Quinn was a little breathless, describing this. Her lovely face was not, after all, the original, but a replacement after her own violent encounter with plasma fire, over a decade ago. "Miles, what the hell was going on with you?"

"I think I had . . . some kind of seizure. Like epilepsy, except that it doesn't seem to leave any neurological tracks. I'm afraid it might be an aftereffect from my cryo-revival last year."
You know damned well it is.
He touched the twin scars on either side of his neck, now grown faint and pale, the lesser souvenirs of that event. Quinn's emergency stunner-treatment explained his lengthy bout of unconsciousness and subsequent headache. So, the seizures were no
worse
than before. . . .

"Oh, dear," said Quinn. "But is this the first—" She paused, and looked at him more closely. Her voice went flatter. "This isn't the first time you've done this, is it."

The silence stretched; Miles forced himself to speak before it snapped. "It happened three or four,"
or five
"times soon after I was brought back from stasis. My cryo-revival surgeon said they might go away on their own, the way the memory loss and the shortness of breath have. And after that they seemed to stop."

"And ImpSec let you go out on a covert ops field mission with that kind of time bomb in your head?"

"ImpSec . . . does not know."

"Miles . . ."

"Elli," he said desperately, "they'd pull me right off line duty, you know they would. Nail my boots to the floor behind some desk at best. Medical discharge at worst—and that would be the end of Admiral Naismith. Forever."

She froze, stricken.

"I figured if the seizures came back I'd try to solve 'em on my own. I thought I had."

"Does
anybody
know?"

"Not . . . very many. I didn't want to chance it getting back to ImpSec. I told the Dendarii fleet surgeon. I swore her to secrecy. We were working on a causal diagnosis. Haven't got too far yet. Her specialty's trauma, after all." Yes, like plasma arc burns, and limb reattachment. At least Lieutenant Vorberg could not be in better or more experienced hands right now, even if he could have been magically transported in an instant back to Barrayar's own Imperial Military Hospital.

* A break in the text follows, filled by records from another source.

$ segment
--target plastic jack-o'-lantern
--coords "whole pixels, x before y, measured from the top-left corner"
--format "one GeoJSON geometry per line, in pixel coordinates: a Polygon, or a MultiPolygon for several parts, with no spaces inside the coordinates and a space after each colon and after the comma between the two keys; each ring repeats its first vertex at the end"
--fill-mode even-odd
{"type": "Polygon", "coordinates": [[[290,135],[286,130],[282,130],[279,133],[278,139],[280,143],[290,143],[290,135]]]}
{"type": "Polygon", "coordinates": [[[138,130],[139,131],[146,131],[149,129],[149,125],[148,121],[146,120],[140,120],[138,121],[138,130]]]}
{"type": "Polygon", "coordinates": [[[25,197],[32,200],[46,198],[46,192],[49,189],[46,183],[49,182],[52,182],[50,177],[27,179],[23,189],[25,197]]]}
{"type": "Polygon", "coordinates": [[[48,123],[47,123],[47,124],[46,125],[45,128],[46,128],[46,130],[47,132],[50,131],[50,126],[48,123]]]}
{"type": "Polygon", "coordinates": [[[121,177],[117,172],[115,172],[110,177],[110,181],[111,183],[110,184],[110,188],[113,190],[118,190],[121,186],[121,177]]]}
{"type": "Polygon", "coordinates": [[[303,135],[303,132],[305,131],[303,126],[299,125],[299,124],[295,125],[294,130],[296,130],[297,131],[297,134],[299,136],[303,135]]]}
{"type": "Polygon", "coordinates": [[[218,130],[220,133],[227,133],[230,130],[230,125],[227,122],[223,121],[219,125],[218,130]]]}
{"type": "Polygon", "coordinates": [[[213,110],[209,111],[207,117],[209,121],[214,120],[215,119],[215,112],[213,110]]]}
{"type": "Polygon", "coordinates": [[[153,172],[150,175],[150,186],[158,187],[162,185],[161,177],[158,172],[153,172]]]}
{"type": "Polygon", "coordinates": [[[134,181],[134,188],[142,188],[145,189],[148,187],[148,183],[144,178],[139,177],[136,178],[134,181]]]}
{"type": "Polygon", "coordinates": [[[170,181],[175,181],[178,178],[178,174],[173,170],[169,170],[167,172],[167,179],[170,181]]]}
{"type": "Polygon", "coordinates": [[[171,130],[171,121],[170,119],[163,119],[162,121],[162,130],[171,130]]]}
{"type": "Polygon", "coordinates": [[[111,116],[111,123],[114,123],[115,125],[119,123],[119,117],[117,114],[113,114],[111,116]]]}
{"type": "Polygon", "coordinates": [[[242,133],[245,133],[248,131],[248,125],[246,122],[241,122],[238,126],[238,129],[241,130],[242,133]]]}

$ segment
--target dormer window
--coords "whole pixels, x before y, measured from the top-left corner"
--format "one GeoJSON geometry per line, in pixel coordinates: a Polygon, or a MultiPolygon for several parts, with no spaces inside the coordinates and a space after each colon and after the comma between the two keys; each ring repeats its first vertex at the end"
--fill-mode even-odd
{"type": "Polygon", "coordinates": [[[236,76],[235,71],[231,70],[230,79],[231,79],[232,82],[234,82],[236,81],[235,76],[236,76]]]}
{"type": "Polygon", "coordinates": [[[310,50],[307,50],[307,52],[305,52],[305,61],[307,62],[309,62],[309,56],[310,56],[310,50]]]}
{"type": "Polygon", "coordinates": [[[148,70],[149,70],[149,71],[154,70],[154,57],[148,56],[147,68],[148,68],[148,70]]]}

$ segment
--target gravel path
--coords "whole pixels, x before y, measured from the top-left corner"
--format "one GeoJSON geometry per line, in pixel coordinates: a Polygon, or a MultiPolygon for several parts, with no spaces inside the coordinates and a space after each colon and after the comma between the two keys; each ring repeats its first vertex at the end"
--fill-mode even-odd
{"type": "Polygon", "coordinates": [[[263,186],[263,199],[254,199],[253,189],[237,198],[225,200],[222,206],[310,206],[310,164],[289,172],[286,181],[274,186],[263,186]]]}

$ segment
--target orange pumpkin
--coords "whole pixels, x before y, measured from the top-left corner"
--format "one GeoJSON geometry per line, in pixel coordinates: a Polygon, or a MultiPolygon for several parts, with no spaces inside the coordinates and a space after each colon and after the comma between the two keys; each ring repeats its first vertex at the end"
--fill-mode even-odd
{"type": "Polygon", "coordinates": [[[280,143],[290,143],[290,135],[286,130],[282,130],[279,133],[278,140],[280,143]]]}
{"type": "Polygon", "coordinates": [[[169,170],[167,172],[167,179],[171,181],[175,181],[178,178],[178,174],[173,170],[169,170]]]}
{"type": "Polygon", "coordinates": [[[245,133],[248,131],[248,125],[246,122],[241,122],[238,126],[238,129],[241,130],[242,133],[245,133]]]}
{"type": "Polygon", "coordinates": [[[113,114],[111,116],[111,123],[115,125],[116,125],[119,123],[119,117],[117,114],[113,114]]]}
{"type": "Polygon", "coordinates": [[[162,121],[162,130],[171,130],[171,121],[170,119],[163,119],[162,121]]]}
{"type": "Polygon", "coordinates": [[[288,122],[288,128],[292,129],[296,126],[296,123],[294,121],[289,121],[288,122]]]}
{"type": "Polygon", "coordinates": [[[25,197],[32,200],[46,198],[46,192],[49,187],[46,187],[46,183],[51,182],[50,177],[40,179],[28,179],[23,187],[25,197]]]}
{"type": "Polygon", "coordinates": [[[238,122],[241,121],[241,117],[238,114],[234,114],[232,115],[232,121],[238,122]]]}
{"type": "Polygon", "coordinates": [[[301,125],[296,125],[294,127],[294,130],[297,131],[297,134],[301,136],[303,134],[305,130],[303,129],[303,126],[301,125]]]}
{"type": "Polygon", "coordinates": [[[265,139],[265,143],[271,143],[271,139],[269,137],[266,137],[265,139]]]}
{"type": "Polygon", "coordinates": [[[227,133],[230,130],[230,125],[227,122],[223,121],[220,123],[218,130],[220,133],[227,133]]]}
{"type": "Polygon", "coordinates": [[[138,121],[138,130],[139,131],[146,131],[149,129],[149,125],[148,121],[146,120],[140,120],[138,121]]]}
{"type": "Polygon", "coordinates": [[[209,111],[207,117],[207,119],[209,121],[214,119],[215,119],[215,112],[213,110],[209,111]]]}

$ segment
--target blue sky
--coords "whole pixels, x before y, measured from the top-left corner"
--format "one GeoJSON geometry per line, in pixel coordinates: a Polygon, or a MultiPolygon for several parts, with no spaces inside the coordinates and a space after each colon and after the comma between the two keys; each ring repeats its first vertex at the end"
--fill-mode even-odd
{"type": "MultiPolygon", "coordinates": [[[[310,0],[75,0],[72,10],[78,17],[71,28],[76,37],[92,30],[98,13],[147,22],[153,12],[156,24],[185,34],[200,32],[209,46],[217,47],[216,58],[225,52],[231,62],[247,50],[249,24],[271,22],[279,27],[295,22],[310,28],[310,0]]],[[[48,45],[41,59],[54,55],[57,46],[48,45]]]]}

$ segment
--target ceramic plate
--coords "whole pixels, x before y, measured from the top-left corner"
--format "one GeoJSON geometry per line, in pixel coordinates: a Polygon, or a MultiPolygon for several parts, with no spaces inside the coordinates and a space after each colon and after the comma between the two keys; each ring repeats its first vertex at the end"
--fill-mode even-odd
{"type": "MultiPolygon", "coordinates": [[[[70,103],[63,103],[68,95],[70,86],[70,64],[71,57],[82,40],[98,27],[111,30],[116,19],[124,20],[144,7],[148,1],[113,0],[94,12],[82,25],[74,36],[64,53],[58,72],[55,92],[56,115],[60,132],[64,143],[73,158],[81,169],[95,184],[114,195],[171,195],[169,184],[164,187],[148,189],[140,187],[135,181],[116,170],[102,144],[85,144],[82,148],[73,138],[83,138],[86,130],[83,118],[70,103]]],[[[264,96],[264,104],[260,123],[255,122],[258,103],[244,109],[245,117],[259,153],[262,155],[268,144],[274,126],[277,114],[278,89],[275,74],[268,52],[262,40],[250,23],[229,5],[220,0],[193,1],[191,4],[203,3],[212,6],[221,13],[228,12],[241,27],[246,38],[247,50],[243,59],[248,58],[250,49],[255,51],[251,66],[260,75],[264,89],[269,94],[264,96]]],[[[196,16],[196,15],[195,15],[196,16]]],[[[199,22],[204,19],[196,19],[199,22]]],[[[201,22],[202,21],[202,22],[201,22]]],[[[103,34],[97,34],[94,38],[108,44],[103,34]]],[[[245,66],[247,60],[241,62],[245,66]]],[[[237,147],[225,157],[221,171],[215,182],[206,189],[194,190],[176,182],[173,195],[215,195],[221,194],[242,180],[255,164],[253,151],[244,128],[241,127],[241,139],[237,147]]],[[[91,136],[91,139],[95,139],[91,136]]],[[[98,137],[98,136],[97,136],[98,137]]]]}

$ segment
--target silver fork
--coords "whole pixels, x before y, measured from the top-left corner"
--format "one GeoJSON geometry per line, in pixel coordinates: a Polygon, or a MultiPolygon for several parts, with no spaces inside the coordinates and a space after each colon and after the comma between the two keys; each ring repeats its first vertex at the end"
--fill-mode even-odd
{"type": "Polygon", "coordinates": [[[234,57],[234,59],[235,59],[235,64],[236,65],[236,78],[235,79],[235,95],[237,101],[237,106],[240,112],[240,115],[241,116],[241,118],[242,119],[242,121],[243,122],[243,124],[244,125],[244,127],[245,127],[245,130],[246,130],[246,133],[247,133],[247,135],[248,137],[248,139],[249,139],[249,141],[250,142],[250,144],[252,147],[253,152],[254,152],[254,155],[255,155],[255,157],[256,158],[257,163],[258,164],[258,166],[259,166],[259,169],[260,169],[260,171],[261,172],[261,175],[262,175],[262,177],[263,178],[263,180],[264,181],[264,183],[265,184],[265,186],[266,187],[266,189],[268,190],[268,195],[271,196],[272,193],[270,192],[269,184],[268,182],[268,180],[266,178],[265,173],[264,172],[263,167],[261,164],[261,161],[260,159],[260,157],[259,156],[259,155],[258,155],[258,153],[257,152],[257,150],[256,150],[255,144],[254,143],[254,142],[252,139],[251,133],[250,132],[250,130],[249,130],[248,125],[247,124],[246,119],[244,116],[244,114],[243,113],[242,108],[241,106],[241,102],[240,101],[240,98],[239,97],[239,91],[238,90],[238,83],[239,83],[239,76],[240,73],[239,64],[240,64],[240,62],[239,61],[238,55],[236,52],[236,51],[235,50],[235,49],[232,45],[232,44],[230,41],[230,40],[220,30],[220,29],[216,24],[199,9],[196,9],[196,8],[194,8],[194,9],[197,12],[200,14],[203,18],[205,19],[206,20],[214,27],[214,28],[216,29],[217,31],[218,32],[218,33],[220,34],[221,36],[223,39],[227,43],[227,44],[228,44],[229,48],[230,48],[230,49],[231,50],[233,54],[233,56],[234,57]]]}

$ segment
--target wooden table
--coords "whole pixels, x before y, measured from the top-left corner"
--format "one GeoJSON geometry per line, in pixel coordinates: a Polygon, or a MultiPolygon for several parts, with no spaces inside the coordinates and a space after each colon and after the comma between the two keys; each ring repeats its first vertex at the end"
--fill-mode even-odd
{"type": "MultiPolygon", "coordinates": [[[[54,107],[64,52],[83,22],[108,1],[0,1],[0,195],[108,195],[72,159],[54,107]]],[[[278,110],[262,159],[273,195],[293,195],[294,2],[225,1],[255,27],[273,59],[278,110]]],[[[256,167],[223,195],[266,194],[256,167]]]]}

Quinn's lips tightened. "But you didn't tell me. Never mind our personal relationship, I'm your second in command on this mission!"

"I should have told you. Obvious in hindsight."
Blindingly
.

Quinn glanced up the fuselage of the shuttle, where a medtech from the
Peregrine
was wrestling a float pallet in through the hatch. "I still have some mopping up to supervise. You're going to stay in the frigging sick bay till I get back, right?"

"I'm back on track now! It could be months till it happens again. If ever."

"
Right?
" Quinn repeated through her teeth, with an open glare at him.

He thought of Vorberg, and deflated. "Right," he muttered.